ECoG Dual Context Network for Brain Machine Interfaces

• Published in: IEEE access Vol. 13; pp. 99252 - 99265
• Main Authors: Nagashima, Shunya, Kaneda, Kanta, Wada, Yuiga, Iida, Tsumugi, Taguchi, Misa, Hirata, Masayuki, Sugiura, Komei
• Format: Journal Article
• Language: English
• Published: Piscataway IEEE 2025; The Institute of Electrical and Electronics Engineers, Inc. (IEEE)
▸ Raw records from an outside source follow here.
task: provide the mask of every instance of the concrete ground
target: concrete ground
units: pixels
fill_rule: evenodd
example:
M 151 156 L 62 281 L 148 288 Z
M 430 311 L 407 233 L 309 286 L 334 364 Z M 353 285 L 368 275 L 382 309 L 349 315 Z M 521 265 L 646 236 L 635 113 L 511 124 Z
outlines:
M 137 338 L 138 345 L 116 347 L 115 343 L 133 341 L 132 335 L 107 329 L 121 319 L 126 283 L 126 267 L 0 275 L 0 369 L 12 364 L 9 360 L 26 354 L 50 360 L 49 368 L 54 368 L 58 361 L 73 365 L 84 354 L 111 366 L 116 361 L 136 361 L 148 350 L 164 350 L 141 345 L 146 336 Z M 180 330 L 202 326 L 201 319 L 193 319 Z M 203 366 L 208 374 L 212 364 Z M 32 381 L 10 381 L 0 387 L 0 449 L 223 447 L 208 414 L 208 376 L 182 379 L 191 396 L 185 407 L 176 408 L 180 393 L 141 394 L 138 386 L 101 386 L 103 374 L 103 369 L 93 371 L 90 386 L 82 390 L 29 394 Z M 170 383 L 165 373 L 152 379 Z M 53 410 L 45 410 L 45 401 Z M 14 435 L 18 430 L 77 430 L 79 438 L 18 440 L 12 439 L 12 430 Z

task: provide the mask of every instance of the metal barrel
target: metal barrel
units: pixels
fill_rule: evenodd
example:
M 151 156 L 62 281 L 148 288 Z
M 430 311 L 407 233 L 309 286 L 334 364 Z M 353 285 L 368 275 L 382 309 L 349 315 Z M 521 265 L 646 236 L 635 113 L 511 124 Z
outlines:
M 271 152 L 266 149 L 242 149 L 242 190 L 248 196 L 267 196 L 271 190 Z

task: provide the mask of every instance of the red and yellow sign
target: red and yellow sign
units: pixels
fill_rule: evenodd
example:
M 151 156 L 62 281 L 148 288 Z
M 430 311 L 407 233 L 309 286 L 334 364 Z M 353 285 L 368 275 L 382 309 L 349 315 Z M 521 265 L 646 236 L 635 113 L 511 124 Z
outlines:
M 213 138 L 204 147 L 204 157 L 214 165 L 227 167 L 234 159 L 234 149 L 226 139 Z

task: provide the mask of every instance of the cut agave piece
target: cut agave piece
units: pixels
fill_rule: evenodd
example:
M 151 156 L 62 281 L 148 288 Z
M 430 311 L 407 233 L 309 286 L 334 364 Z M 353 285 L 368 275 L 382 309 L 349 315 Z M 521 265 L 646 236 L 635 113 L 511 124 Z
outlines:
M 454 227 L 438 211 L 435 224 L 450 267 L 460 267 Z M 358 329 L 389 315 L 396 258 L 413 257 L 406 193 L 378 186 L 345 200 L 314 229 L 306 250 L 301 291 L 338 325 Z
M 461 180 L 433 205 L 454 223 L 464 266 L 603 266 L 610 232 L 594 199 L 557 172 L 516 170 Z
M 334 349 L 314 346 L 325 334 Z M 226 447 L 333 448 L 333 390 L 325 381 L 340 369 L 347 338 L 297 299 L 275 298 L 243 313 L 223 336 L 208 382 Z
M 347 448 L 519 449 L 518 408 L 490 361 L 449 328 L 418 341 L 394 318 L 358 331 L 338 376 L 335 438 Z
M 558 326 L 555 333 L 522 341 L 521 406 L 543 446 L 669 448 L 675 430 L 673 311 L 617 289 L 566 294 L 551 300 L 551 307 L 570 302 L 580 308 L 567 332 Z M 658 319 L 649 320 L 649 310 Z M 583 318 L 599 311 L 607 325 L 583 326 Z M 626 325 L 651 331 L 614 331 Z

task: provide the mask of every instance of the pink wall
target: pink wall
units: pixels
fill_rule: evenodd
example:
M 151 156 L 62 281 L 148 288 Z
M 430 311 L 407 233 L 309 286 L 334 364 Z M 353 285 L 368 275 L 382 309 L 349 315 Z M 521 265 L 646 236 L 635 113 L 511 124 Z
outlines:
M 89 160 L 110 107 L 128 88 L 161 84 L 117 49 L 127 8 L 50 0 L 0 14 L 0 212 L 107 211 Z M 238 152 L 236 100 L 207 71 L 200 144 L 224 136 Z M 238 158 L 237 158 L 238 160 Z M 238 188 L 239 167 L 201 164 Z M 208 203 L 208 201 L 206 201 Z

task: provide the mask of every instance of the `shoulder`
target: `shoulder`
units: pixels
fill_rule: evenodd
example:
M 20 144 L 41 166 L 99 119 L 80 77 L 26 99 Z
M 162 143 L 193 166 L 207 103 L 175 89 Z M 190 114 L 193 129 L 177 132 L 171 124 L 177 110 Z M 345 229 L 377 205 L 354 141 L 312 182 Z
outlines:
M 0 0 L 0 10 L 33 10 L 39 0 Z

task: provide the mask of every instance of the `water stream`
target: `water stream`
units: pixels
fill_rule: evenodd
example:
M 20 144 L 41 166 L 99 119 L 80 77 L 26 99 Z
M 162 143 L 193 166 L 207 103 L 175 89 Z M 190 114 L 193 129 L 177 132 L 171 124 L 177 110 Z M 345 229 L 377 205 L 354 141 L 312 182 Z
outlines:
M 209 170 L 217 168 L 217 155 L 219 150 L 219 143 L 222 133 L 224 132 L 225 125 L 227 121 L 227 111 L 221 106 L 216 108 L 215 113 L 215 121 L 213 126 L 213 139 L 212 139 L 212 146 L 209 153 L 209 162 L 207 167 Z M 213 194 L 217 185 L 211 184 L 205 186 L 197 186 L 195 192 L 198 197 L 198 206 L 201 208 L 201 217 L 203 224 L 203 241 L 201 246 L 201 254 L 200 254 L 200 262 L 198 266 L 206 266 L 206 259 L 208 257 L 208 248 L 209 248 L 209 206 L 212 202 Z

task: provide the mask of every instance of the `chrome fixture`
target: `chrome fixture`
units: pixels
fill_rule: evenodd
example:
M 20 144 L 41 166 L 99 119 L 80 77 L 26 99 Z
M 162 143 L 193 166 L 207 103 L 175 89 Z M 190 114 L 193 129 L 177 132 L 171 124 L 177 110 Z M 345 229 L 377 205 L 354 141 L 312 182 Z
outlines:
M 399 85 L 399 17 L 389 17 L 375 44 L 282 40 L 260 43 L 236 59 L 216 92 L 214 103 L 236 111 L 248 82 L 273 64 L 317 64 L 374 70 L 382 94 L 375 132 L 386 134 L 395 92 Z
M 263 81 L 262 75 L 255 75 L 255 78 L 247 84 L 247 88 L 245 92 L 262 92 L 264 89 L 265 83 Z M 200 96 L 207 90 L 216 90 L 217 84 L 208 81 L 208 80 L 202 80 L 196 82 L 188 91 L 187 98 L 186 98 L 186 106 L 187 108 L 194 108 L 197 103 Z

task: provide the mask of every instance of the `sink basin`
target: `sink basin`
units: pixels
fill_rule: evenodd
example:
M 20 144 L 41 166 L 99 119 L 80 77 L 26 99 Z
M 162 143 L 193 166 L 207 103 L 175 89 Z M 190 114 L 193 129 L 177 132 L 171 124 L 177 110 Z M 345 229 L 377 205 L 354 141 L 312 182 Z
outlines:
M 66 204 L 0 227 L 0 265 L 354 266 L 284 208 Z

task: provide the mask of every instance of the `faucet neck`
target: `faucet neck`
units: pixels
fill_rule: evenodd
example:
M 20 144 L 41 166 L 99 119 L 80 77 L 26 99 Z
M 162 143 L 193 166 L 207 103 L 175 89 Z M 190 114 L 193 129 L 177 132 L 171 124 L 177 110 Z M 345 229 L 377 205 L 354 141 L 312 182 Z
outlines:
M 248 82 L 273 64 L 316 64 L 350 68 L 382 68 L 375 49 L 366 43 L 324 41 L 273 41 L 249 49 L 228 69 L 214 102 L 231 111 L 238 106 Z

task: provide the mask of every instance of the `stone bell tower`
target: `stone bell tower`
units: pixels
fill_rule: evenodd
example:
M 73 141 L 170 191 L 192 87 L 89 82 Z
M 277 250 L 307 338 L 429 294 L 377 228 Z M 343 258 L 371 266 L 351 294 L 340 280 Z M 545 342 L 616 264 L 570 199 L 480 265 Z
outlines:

• Subjects: Accuracy; Amyotrophic lateral sclerosis; BMI; Brain modeling; Classification; Communication; Conformer; Context; Convolution; ECoG; Electroencephalography; Feature extraction; Grasping; Hands; Keyboards; Man-machine interfaces; Motors; Movement; Muscular dystrophy; retention; Speech; Support systems; Time series analysis; Transformers
• ISSN: 2169-3536; 2169-3536
• DOI: 10.1109/ACCESS.2025.3577407

Speech impairments in conditions such as amyotrophic lateral sclerosis (ALS) and muscular dystrophy significantly limit communication with patients, profoundly impacting their daily life and social participation. Communication support through decoding technology based on electrocorticography (ECoG) is thus critically important to assist the day-to-day communication of patients with speech impairments. This study proposes an electrocorticography (ECoG)-based communication support system to enhance communication for individuals with speech impairments, such as those caused by amyotrophic lateral sclerosis (ALS) or muscular dystrophy. In our system, we classify ECoG signals recorded during movement attempt tasks involving the upper limbs, such as hand grasping. This classification enables the control of a virtual keyboard, allowing for text-based communication. Specifically, predicted movement attempts are associated with keyboard functions, such as moving the cursor or pressing the select button. In this study, we propose the ECoG Dual Context Network (ECoG DCNet), designed to efficiently embed information between electrodes while preserving the length of temporal sequences to capture long-range dependencies. To validate our approach, we used a clinical dataset from a single paralyzed subject with ALS, focusing on the ECoG recorded during movement attempt tasks. The proposed method outperformed baseline methods in terms of classification accuracy. Notably, our method achieved an accuracy of 75.3%, outperforming the widely-used EEGNet by 30%. Moreover, Gradient-weighted Class Activation Mapping visualizations suggested that the proposed method focuses on features that could be neurophysiologically relevant.